At the top of the climb, the lieutenant took the lantern from him, then helped him through the hole. He held the flickering light on high while Lee got to his feet. Its faint yellow beams and the gray light that came through the hole in the outer wall told Lee at once that America Will Break truly did not belong to 1868, or any year close to it.

“Metal,” he muttered. “Everything metal.” The desks, the cabinets, the bookcases against the walls, the swivel chairs, all were painted metal, like the impenetrable door that had so long defeated everything the Confederacy threw at it. On this side, he noticed, that door was set well into the wall. Its inner surface was not painted at all, only polished, and cast back at Lee the light the lantern shed upon it.

Above one of the cabinets, a low one, hung a poster blazoned with the emblem of America Will Break. Above the insignia stood the AWE initials Lee had first seen on Andries Rhoodie’s coffee mug in camp above Orange Court House. He wondered where Rhoodie was. The big man had not died on March 4, nor had he been at his house when soldiers came that evening, armed with a warrant and with AK-47s set on full automatic. That worried Lee—this side of Bedford Forrest, Rhoodie was as dangerous a man as he could think of.

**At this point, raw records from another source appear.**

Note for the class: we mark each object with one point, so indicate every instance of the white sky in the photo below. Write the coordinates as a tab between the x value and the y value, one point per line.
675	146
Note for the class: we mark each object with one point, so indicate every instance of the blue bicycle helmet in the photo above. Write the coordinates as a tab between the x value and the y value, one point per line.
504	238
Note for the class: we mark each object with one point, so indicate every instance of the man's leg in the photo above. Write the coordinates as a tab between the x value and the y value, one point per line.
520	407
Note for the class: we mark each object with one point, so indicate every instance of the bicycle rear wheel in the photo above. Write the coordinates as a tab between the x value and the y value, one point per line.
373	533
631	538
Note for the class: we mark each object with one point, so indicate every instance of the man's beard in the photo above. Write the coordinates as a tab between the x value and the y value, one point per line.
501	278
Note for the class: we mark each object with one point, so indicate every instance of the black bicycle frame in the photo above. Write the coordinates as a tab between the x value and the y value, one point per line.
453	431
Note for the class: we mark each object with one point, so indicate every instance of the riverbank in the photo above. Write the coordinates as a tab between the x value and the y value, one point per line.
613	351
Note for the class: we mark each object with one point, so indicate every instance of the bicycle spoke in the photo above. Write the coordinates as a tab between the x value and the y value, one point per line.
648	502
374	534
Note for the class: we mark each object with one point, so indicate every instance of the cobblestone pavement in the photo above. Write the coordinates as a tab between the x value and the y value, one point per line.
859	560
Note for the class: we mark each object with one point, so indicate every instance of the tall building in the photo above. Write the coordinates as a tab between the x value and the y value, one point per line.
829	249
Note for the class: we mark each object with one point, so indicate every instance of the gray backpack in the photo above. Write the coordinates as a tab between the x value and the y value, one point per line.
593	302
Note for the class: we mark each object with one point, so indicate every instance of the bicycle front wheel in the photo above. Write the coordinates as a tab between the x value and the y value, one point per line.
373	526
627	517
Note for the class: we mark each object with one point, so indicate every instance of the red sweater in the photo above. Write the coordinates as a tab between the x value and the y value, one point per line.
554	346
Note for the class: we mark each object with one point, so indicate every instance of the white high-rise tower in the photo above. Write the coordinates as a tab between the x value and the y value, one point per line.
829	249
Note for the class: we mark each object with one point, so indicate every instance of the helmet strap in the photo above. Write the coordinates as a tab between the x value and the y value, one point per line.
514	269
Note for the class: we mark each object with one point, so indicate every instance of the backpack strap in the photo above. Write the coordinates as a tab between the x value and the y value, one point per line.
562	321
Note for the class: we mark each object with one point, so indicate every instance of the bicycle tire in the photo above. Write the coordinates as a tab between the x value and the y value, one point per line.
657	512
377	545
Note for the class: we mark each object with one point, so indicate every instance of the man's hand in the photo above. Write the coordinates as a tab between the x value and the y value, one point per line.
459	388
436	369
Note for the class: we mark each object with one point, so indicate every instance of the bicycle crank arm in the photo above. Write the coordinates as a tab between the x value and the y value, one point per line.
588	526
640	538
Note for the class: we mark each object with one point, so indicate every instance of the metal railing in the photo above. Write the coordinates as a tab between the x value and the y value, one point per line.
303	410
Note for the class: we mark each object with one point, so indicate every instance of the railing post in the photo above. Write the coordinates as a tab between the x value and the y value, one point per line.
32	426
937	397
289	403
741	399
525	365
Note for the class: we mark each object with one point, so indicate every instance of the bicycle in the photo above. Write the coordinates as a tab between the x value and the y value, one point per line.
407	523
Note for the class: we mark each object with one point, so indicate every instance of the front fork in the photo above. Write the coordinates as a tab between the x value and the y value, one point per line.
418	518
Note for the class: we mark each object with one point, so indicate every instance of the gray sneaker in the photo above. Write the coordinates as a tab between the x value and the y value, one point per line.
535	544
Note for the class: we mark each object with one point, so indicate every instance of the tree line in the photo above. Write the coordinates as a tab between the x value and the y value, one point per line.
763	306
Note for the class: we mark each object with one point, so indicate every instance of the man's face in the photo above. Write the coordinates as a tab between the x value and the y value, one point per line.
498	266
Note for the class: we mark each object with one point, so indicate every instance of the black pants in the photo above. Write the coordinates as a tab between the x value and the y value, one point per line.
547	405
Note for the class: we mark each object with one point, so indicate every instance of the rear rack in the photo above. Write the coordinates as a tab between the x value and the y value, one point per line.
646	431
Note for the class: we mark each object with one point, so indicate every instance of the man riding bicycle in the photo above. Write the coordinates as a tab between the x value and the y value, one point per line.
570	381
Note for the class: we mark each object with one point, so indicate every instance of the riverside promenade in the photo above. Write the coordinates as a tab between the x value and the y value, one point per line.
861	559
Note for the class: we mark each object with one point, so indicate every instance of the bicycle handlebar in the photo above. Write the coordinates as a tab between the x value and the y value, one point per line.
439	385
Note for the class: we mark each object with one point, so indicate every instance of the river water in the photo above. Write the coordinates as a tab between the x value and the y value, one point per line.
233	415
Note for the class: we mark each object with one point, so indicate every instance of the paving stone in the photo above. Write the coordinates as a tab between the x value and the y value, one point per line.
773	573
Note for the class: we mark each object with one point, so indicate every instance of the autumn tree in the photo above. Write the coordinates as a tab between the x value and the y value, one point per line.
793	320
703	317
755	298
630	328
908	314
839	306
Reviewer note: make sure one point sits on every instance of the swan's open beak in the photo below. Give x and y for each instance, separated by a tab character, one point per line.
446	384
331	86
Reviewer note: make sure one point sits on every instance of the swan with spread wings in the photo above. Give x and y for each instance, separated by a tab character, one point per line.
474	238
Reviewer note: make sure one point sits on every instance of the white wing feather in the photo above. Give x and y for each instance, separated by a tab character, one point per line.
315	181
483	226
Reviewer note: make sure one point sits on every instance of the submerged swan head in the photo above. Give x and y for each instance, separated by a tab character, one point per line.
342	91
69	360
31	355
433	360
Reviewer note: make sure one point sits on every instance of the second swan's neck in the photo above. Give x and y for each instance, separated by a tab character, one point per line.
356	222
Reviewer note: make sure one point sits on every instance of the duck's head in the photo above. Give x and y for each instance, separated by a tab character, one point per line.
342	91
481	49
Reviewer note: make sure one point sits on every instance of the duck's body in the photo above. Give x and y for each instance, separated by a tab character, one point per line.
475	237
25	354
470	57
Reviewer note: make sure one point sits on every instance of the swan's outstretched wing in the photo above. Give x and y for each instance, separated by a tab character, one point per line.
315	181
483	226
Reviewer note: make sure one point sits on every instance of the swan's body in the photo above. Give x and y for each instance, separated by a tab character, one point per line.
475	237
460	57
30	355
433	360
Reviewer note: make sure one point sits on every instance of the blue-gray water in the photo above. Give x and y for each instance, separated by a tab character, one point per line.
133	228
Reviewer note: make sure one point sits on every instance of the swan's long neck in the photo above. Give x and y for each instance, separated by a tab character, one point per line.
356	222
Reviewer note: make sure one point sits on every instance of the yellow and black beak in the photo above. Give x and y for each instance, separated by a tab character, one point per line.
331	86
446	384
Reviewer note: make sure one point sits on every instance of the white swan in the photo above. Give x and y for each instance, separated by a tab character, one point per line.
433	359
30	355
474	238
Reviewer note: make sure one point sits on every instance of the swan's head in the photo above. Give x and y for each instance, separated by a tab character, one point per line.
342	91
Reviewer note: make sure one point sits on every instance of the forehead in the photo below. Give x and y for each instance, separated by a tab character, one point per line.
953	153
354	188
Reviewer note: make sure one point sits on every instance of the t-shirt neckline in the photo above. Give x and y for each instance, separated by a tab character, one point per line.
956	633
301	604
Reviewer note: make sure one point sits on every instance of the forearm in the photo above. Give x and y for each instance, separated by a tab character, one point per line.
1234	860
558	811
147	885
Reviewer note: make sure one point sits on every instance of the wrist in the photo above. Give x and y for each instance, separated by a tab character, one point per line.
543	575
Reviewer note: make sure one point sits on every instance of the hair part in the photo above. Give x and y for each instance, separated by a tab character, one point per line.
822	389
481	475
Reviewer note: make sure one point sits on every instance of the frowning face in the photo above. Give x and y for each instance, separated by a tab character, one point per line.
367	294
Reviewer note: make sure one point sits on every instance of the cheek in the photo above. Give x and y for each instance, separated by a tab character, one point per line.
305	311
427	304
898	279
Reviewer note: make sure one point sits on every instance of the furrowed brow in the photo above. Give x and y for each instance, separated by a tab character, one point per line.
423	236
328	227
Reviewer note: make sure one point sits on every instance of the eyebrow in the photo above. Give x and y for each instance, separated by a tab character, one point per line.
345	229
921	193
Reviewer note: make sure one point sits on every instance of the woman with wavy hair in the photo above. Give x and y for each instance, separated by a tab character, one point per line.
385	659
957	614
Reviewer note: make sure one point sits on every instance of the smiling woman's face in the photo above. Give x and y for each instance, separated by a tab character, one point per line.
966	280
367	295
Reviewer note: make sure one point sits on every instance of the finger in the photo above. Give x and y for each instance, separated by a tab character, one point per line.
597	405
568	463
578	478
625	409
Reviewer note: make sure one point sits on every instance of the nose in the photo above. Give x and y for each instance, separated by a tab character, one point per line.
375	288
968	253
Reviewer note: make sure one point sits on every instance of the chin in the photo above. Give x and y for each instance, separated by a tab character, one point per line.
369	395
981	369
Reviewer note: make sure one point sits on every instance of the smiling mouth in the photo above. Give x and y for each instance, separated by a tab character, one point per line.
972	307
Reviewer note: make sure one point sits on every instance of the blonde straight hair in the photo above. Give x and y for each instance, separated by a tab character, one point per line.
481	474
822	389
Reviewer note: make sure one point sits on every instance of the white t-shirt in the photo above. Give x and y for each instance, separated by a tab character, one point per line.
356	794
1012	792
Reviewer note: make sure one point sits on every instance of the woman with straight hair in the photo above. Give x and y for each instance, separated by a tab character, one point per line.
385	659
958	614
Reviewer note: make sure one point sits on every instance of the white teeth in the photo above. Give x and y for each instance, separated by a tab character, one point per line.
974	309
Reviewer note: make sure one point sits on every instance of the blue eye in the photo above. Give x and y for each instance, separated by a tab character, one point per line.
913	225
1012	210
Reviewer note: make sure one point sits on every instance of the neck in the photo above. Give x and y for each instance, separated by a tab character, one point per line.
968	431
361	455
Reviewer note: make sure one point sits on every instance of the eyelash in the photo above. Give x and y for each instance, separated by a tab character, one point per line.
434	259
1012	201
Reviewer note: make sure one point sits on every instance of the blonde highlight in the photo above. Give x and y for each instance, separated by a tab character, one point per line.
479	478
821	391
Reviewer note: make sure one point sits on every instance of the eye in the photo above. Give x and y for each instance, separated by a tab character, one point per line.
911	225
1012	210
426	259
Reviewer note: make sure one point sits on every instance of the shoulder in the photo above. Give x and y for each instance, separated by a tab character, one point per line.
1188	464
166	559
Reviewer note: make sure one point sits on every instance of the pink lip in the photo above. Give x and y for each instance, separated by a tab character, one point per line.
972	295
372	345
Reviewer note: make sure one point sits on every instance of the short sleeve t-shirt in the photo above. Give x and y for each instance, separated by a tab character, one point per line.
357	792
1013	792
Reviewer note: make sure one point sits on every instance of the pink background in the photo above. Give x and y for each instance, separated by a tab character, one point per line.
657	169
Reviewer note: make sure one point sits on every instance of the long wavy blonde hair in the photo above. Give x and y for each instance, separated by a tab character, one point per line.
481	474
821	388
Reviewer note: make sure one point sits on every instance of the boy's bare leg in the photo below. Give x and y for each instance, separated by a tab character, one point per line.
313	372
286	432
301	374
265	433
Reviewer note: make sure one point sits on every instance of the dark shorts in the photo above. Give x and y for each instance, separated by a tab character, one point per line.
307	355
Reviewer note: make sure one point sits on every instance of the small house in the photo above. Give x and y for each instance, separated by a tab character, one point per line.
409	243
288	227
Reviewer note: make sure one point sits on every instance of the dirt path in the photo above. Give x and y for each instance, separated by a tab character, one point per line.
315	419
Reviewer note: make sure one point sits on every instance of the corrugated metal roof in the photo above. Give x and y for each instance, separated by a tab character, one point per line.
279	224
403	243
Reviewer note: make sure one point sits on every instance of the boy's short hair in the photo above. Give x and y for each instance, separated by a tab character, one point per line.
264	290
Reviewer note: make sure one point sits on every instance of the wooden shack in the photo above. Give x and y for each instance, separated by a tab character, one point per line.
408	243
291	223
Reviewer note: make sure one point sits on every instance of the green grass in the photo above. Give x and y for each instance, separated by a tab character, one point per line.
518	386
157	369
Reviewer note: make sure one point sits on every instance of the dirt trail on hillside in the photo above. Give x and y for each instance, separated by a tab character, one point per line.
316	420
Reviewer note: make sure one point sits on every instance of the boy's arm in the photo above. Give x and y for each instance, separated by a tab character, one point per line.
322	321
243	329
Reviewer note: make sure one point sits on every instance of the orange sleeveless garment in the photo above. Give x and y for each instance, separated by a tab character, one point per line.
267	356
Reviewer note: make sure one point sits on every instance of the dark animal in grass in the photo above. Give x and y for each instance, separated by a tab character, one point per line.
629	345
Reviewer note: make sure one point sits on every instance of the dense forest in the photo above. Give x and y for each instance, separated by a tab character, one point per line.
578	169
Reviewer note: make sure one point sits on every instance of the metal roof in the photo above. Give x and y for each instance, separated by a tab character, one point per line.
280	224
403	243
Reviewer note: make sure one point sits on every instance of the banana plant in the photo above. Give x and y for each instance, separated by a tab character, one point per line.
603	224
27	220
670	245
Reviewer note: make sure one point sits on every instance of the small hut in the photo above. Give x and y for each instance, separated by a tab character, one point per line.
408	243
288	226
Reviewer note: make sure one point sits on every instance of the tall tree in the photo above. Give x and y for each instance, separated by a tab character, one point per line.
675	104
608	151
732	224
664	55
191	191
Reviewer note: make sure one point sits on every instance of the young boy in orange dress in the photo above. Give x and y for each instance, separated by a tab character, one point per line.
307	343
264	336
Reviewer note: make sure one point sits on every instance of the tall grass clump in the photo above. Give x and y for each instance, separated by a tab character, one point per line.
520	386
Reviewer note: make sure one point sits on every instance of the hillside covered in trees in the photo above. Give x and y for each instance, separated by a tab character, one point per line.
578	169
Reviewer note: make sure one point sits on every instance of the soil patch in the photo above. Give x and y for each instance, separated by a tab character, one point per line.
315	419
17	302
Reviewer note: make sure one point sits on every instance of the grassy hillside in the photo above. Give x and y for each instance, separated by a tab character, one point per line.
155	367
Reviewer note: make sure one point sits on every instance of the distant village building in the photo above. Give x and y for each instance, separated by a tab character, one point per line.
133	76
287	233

Below the three bent spikes in their circle stood a pair of unfamiliar words: AFRIKANER WEERSTANDSBEWEGING, and below them, in smaller letters, AFRIKANER RESISTANCE MOVEMENT. Lee cocked his head. He wondered what an Afrikaner was—not an African, certainly, not by the way the Rivington men treated Negroes—and whether the name betokened resistance against Afrikaners, whatever they were, or by them.

He deliberately turned away from the poster, refusing to let inessentials sidetrack him” He walked over to the polished metal door, set his hand on the knob. The lieutenant dashed up and tried to turn it for him. This time, he refused to yield his place. The men on the other side of that door had done everything but fire a Napoleon at it—and they’d contemplated that, desisting only for fear of damaging the room the door guarded. Were it hooked to a torpedo, they surely would have set off the explosive charge.

He worked the knob. It did not turn smoothly—the Confederates had managed that much, at any rate, in their efforts to force it—but it turned. The door was heavy. Lee had to exert his full strength to pull it back, and the massive hinges squealed in protest as he did so, but it opened. A couple of officers standing on the other side stared at him, then grinned and began to clap.

Their applause was joined by another noise, a low, throaty rumble, that began as soon as the door swung wide. They stopped clapping. The rumble went on. Looking about for its source, Lee decided after a few seconds that it was somehow coming from within the thickened wall. It sounded mechanical, though not really like a steam engine. He wondered why anyone would want to conceal something mechanical inside a wall.

Behind him, in the hidden chamber, the lieutenant cried out. He whirled, wondering what trap the youngster had sprung. He saw no trap, only the lieutenant’s startled face. He saw that very clearly, for several long, thin tubes mounted on the ceiling—he’d not noticed them before; who notices ceilings?—had suddenly started shedding a fine, white light that illuminated the room as well as hazy sunshine might have. “What on earth—?” the lieutenant said. Lee did not know what on earth, either, though after a moment’s reflection he supposed he should not have been surprised the Rivington men enjoyed better lamps even than gaslight. But understanding all their tricks was another inessential now. The shining tubes let him read the titles of the volumes that packed these secret bookshelves. As soon as he saw the Picture History of the Civil War was one of them, the shelves drew him like a lodestone.